Sometimes you just have to expel the demons.
A good Friend who will listen and offer advice is the best assistance during those times.
It is just a discussion about things that are gong on around you.
It does not have to be a negative, in fact it is a positive sign that the Friend just wants to get back on the track.
All of us are sad at one time or another sometimes when feeling like that it helps to help someone else.
I couldn't help it.
I'm sorry if you feel this way sometimes and will always be available.
We are simpatico.
Some (others) view those who are open about feeling down or sad as 'self-actualised', 'in touch with their feelings', sincere, genuine, honest...
There's practically nothing worse than when/ if some tragedy strikes and you take this to another... hoping they'll get why you're so upset/ traumatised and they wind up sugar-coating it.. or make a lame attempt at extracting a non-existent silver-lining from the horror that you've just endured. When really all you wanted was someone to say ".. wow. that really sucks". You just need to know that someone gets it.
That's not being 'negative', that's just being realistic. Anyone who labels another as being negative vs. sad or down/ depressed, is insensitive and dismissing the suffering person's plight. Self-motivated/ self-serving, even. Maybe they don't want to allow the down person the luxury of feeling what they're feeling because all focus would be off of them and their big bag of bullsh*t.
The only way to look at it (here's where I contradict myself by finding a silver-lining): That person was not 'The One'. He/ she has proven that they aren't interested in listening or being that shoulder-to-cry-on. They want you/ me to snap out of it asap so that we will be there FOR THEM, vs. the other way around.
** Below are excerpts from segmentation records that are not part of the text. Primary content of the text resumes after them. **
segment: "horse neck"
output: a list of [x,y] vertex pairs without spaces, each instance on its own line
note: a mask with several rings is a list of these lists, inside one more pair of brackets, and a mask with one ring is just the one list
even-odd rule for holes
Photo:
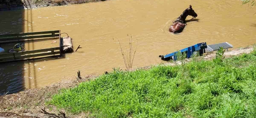
[[177,18],[177,20],[182,21],[185,23],[186,18],[187,18],[187,17],[188,15],[188,11],[187,9],[186,9],[184,11],[182,14],[180,15],[180,16]]

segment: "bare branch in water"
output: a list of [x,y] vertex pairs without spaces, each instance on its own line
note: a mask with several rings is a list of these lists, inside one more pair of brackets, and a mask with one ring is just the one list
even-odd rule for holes
[[[129,49],[125,47],[126,50],[126,53],[123,50],[119,40],[116,37],[115,38],[117,40],[119,43],[120,49],[121,50],[122,55],[123,55],[123,58],[124,59],[124,62],[125,65],[125,67],[127,70],[129,70],[132,68],[132,64],[133,63],[135,53],[136,53],[136,50],[137,49],[137,47],[138,46],[138,42],[137,41],[137,45],[135,50],[133,50],[132,49],[132,35],[131,34],[127,34],[127,36],[129,37],[129,45],[130,46]],[[113,40],[114,40],[114,38]],[[128,51],[128,49],[129,50],[129,52]]]

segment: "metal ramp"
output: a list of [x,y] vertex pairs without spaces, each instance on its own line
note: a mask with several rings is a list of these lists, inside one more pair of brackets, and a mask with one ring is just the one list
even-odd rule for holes
[[223,49],[228,49],[233,48],[233,46],[228,42],[215,44],[207,46],[207,48],[205,49],[205,52],[209,52],[218,50],[220,47],[223,48]]
[[176,54],[178,52],[180,52],[182,54],[186,54],[186,57],[188,58],[191,57],[193,54],[196,52],[199,53],[200,56],[203,55],[203,53],[218,50],[220,47],[223,48],[223,49],[233,48],[233,46],[228,42],[224,42],[207,45],[206,42],[197,43],[196,45],[180,50],[179,51],[165,55],[160,55],[159,57],[161,59],[164,61],[168,61],[171,59],[176,60],[177,59]]

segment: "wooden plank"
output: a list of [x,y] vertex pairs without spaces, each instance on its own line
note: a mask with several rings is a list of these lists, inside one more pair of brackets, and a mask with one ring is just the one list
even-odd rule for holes
[[3,62],[11,61],[15,60],[24,60],[30,57],[36,57],[38,56],[46,56],[48,55],[55,55],[60,54],[60,51],[58,51],[56,52],[47,52],[43,53],[36,54],[34,54],[17,56],[15,57],[15,59],[14,59],[14,58],[13,57],[3,58],[0,58],[0,62]]
[[20,56],[22,55],[37,53],[39,52],[47,52],[49,51],[52,51],[52,50],[60,50],[59,47],[54,47],[52,48],[44,48],[39,49],[36,49],[35,50],[25,51],[24,51],[13,52],[12,53],[4,53],[0,54],[0,58],[3,58],[3,57],[13,57],[13,54],[15,55],[15,56]]
[[4,58],[0,58],[0,62],[8,62],[10,61],[15,60],[13,57],[6,57]]
[[16,56],[15,58],[17,59],[21,59],[26,58],[28,58],[30,57],[36,57],[37,56],[46,56],[49,55],[53,55],[58,54],[60,54],[60,51],[58,51],[56,52],[47,52],[45,53],[36,54],[35,54],[29,55],[23,55],[20,56]]
[[9,34],[1,34],[0,38],[6,37],[14,37],[18,36],[23,36],[31,35],[42,34],[48,33],[52,33],[53,32],[54,33],[60,33],[60,30],[50,31],[43,31],[38,32],[32,32],[27,33],[12,33]]
[[0,54],[0,58],[3,57],[12,57],[13,56],[13,54],[11,53],[4,53]]
[[25,39],[36,39],[36,38],[41,38],[51,37],[59,36],[59,34],[56,34],[53,35],[52,34],[51,34],[51,35],[41,35],[38,36],[24,36],[22,37],[18,37],[7,38],[0,39],[0,41],[10,41],[10,40],[20,40]]

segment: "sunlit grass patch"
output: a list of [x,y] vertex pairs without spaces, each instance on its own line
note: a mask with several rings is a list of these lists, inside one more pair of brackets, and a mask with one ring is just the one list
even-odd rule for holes
[[97,117],[255,117],[255,54],[115,70],[62,90],[48,103]]

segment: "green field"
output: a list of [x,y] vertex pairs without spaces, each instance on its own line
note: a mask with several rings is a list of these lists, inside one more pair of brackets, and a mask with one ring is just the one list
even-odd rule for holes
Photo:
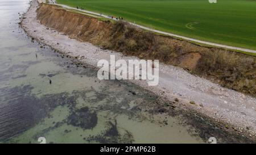
[[156,30],[256,50],[256,0],[57,0]]

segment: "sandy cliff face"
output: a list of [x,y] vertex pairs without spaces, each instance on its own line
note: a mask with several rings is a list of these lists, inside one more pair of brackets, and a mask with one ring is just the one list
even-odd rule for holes
[[41,4],[38,19],[69,37],[105,49],[179,66],[232,89],[256,96],[256,57],[195,45]]

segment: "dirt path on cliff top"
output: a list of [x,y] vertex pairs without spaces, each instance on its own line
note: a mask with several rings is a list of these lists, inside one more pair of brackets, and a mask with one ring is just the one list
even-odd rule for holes
[[[68,36],[47,28],[36,20],[37,1],[31,7],[22,22],[22,26],[32,37],[51,46],[59,51],[73,57],[82,62],[97,67],[101,59],[110,60],[114,55],[115,59],[137,58],[126,56],[121,53],[103,50],[92,44],[71,39]],[[244,135],[255,138],[256,98],[224,88],[205,79],[193,76],[183,69],[160,64],[159,82],[156,86],[148,86],[146,81],[131,81],[159,95],[174,100],[179,100],[177,107],[193,110],[219,122],[229,124],[229,129],[235,128]],[[189,102],[194,100],[196,104]]]
[[[57,4],[55,3],[56,3],[56,1],[55,1],[55,0],[50,1],[50,3],[53,4],[55,5],[60,6],[64,8],[66,8],[66,9],[73,9],[73,10],[79,11],[82,11],[82,12],[84,12],[85,13],[89,13],[89,14],[90,14],[92,15],[96,15],[97,16],[104,17],[105,18],[108,18],[108,15],[104,15],[102,14],[99,14],[99,13],[97,13],[97,12],[92,12],[92,11],[87,11],[87,10],[84,10],[78,9],[70,7],[70,6],[67,6],[65,5]],[[115,19],[113,19],[113,20],[116,20]],[[202,40],[200,40],[198,39],[193,39],[193,38],[191,38],[191,37],[177,35],[175,35],[175,34],[174,34],[172,33],[168,33],[168,32],[166,32],[159,31],[159,30],[157,30],[155,29],[150,28],[148,28],[147,27],[137,24],[134,23],[131,23],[128,21],[126,21],[126,22],[128,22],[129,23],[130,23],[130,24],[131,24],[134,26],[135,26],[135,27],[137,27],[149,31],[167,35],[167,36],[178,37],[178,38],[180,38],[180,39],[184,39],[185,40],[188,40],[188,41],[192,41],[192,42],[195,42],[195,43],[203,44],[205,44],[205,45],[210,45],[210,46],[220,47],[220,48],[222,48],[224,49],[232,49],[232,50],[235,50],[235,51],[244,51],[244,52],[250,52],[250,53],[256,53],[256,51],[255,51],[255,50],[246,49],[246,48],[243,48],[236,47],[232,47],[232,46],[229,46],[229,45],[222,45],[222,44],[220,44],[211,43],[211,42],[209,42],[209,41],[202,41]]]

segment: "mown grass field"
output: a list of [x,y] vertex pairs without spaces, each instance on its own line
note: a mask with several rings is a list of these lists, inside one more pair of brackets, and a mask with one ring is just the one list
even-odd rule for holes
[[256,1],[57,0],[156,30],[256,50]]

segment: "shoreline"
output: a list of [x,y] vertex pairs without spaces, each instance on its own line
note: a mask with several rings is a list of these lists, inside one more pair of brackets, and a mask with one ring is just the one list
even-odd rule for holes
[[[98,61],[102,58],[109,60],[110,54],[114,55],[117,60],[137,59],[70,39],[40,24],[36,20],[37,6],[36,1],[30,2],[30,6],[24,15],[25,18],[22,19],[21,26],[28,36],[39,41],[96,68]],[[213,122],[221,125],[223,130],[228,132],[236,133],[255,141],[256,112],[253,108],[256,105],[255,98],[222,87],[179,67],[160,64],[159,69],[159,85],[156,87],[148,86],[145,81],[129,82],[169,102],[178,98],[176,108],[195,111],[199,115],[212,119]],[[189,103],[191,100],[195,100],[196,104]]]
Why is this a silver-lining..? Because now you know. You've given them the opportunity to rise to the occasion by sharing your deepest thoughts/ troubles but they opted-out by dismissing your words and calling it 'negative'. We now know that the person isn't a true friend and is not to be relied on. ..and it's always better to know that kind of thing sooner than later.
don't tell people your problems. probably 1% of people actually care, 89% don't care, and 10% are glad you have them
They're right.. it is negative. Maybe not in the same way expressed but being sad and down are negative feelings.
Those who say it's negative, mean that they're being ignorant.. no. There are many times where I have been grouchy and sad at the same time but there are times where I'm not. Who do I get to talk to? No one. Who looks at me and says " I feel bad for her.."? No one. They see it as whining and complaining. They see it as something they don't want to deal with. All I say to them is, then don't deal with it. Don't listen to me. Ignore it and maybe later, I'll be fine.
Do they? No.. they want me to hear their opinion on how I am because they feel that with their right to freedom of speech means anything goes and should be said. I say just because you're free to say it, doesn't mean you should.